For the first time in three or four weeks, I had a rather action packed weekend. Of course, given that it was 4th of July weekend, that was to be expected. This was even a little bigger than usual, even though it was quite all over the place. What happened?
- Moose's Tooth dinner with Amy, Cate, Eric, Hannah and Jason
- The Wailers at Moose's Tooth on a beautiful night with Amy, Cate and Eric
- Downtown partying with Amy and Eric
- Forest Fair and the drive heard round the world with Amy, Cate and Eric (the Dome Dance, Akon, Trip Van Palin, and other such vagary)
- Dinner at Fire Tap for Jon's birthday
- Going out with the Crewnit to the Shed, and then dance party plus with everyone at Rum Runners
- Going to see the Brothers Bloom and Whatever Works at Fireweed (reviews coming...but $6 for two movies total? Awesome)
- Going to Big Lake for Amy with boating and fun in the sun
- Partying down in Big Lake with Amy, Cate and Darren
Cate, Eric, Amy and I at Moose's Tooth during the Wailers
So yeah, the weekend was an out and out success. I had an unbelievable amount of fun, the sun was out all of the time and the weather was gorgeous, and everything was exactly what I wanted it to be. Well, except one thing, which was in its own way awesome. It was the world's best terrible party ever.
As we were on the lake, we wanted to go check out some parties and our friend Eric was at a party thrown by the Dubinsky family, in particular Brandon (the New York Ranger). It was quite possibly the single worst party that has ever existed. Every person looked like a model of some sort and seemed to have the intelligence level often associated with that occupation (not to mention the fact that they were the least friendly people). I half expected one of them to come up and deck me in the face and yell "welcome to the OC, bitch!" Thankfully, I realized that not a single one of them was clever enough to live up to the brilliant writing displayed on television's the OC, nor were they likely to be sober enough to successfully make contact.

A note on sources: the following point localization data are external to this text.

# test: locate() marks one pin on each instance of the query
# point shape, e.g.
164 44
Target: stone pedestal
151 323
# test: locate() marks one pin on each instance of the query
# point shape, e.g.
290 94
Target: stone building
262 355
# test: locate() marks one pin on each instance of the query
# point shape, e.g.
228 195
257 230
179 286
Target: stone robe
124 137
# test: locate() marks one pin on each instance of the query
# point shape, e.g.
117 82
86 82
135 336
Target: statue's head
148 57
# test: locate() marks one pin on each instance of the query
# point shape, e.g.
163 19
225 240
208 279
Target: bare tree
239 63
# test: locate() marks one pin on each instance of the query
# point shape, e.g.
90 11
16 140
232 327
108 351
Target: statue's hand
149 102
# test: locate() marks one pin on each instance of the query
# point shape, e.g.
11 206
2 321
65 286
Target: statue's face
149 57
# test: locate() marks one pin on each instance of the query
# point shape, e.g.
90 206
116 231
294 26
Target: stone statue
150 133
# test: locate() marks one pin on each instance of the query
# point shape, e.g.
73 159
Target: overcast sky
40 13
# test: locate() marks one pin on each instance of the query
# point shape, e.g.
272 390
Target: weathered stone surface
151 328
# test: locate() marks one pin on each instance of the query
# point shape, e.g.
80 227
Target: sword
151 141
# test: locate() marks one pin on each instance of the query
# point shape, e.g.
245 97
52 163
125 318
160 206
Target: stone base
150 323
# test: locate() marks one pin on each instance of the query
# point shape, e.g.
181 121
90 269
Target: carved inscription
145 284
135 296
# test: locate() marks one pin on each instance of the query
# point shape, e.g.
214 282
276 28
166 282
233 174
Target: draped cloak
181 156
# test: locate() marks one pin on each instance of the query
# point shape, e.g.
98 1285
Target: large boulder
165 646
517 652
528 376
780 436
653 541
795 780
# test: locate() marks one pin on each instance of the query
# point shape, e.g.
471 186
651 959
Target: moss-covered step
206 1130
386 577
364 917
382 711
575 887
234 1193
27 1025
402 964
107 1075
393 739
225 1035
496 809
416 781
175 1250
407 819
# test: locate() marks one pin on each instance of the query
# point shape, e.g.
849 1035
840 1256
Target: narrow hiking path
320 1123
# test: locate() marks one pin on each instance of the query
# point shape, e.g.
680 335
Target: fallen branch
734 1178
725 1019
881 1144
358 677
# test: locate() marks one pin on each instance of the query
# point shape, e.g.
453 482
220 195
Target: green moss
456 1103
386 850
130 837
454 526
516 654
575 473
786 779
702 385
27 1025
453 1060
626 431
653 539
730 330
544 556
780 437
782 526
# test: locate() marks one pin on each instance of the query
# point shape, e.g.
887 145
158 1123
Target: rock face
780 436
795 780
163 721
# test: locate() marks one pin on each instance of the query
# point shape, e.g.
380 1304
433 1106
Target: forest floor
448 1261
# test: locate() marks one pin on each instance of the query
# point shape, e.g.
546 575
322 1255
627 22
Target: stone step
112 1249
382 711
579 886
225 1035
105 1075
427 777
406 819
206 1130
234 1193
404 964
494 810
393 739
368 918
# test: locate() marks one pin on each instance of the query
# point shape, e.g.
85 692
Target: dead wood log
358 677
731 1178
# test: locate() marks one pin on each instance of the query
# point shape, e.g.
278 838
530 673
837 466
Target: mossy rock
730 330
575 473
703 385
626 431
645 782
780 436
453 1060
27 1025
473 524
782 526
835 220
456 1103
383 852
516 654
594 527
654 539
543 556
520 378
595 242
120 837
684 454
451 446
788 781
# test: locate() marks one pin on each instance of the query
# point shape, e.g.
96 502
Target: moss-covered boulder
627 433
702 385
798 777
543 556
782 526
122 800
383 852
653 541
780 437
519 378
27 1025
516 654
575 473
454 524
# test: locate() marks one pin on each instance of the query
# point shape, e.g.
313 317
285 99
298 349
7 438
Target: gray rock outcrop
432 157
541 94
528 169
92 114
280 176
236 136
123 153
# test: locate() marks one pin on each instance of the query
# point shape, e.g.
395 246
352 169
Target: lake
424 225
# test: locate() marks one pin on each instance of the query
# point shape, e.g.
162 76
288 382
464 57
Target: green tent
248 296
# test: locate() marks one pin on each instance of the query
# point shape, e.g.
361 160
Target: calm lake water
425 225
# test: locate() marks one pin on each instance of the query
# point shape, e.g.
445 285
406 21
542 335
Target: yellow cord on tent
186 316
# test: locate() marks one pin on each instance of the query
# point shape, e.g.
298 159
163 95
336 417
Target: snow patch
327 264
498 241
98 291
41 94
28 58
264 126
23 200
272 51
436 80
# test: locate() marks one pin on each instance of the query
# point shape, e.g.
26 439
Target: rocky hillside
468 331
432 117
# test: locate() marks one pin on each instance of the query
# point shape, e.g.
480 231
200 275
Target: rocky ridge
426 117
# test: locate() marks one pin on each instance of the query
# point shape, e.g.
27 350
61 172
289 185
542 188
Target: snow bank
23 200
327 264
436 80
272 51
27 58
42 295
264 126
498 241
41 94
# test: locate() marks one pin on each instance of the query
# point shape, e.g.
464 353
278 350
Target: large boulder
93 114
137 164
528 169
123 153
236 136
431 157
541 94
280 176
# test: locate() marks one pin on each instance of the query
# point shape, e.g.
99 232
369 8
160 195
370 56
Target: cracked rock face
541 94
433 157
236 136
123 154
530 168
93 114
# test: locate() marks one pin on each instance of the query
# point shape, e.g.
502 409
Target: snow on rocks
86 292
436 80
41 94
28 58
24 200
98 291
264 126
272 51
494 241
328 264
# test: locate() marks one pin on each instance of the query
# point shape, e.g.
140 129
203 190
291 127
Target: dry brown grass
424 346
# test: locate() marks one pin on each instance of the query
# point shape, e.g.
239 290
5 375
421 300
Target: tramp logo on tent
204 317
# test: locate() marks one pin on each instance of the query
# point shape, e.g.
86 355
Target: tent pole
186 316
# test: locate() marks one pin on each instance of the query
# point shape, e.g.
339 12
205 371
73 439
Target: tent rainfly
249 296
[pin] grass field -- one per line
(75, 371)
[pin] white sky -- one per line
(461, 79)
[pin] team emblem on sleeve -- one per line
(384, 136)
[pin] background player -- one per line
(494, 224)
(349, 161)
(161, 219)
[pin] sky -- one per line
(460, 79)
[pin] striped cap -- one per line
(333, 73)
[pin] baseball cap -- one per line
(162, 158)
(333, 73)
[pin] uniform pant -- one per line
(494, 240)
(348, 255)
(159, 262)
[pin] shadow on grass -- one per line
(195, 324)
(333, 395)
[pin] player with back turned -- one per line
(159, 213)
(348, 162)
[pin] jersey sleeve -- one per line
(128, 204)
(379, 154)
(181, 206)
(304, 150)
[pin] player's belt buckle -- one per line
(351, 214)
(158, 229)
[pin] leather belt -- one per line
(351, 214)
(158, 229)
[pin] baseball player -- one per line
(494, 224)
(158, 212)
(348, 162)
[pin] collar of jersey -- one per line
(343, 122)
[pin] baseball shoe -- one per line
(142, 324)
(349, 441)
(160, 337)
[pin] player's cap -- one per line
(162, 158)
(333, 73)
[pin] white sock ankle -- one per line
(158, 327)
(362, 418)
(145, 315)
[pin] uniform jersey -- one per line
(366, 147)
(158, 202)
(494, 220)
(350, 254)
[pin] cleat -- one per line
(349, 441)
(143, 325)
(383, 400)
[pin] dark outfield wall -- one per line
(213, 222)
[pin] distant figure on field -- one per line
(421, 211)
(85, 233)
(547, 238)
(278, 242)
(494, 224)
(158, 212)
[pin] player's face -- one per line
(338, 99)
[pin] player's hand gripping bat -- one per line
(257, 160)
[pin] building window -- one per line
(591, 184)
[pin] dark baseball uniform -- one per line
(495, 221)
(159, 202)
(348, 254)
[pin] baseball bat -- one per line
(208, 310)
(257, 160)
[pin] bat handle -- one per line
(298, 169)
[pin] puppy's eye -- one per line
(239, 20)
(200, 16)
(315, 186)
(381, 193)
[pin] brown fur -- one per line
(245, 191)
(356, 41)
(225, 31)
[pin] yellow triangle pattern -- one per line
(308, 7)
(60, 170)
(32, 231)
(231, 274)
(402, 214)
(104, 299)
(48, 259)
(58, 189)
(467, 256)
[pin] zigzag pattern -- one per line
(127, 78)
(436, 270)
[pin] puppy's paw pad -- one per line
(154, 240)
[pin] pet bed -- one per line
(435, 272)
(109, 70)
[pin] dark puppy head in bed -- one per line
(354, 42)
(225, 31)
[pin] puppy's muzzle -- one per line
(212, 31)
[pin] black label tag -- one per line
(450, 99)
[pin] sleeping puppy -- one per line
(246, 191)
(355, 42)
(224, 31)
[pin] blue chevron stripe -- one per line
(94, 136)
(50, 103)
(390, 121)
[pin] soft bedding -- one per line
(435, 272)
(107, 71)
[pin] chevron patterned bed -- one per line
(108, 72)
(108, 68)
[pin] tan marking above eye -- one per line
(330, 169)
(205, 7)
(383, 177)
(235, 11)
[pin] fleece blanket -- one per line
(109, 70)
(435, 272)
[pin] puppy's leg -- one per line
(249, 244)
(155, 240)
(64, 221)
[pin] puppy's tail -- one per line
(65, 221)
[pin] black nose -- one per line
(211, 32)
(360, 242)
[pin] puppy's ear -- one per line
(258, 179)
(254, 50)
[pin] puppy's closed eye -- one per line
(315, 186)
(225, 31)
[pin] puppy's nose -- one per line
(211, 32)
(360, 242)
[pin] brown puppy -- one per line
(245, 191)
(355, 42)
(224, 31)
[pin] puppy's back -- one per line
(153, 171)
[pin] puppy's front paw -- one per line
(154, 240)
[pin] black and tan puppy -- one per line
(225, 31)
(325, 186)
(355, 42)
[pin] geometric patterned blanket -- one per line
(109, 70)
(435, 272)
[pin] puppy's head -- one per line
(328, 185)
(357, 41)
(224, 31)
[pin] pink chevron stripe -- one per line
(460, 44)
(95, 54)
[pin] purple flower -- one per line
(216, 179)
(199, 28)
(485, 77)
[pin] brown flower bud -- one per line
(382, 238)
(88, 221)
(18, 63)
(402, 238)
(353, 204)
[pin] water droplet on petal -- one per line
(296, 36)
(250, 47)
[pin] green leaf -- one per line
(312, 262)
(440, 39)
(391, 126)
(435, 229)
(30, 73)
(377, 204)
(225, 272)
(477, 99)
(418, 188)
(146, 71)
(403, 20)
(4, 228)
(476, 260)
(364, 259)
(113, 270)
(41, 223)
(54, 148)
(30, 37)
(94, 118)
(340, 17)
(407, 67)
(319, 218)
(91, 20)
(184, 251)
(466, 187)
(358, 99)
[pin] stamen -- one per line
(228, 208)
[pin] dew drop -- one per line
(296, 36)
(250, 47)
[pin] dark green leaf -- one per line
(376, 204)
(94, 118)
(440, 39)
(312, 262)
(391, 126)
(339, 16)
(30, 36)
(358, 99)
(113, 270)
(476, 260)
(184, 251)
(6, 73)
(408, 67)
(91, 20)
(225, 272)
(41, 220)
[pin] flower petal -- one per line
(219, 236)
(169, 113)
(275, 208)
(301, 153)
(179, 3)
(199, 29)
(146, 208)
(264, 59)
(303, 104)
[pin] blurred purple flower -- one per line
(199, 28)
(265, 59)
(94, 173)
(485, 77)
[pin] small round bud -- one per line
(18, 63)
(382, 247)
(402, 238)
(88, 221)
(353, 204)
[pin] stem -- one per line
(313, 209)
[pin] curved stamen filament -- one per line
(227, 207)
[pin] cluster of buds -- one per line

Really, it just seemed like such a surreal situation, as if I stepped into an Abercrombie & Fitch catalogue, with every person at the party having the depth of one of the pictures on each page. Thankfully, it provided my friends and I entertainment for the next while, and made me realize that money and fame may give you a lot of things, but it doesn't give you a personality or good friends. Suck on that, New York Rangers.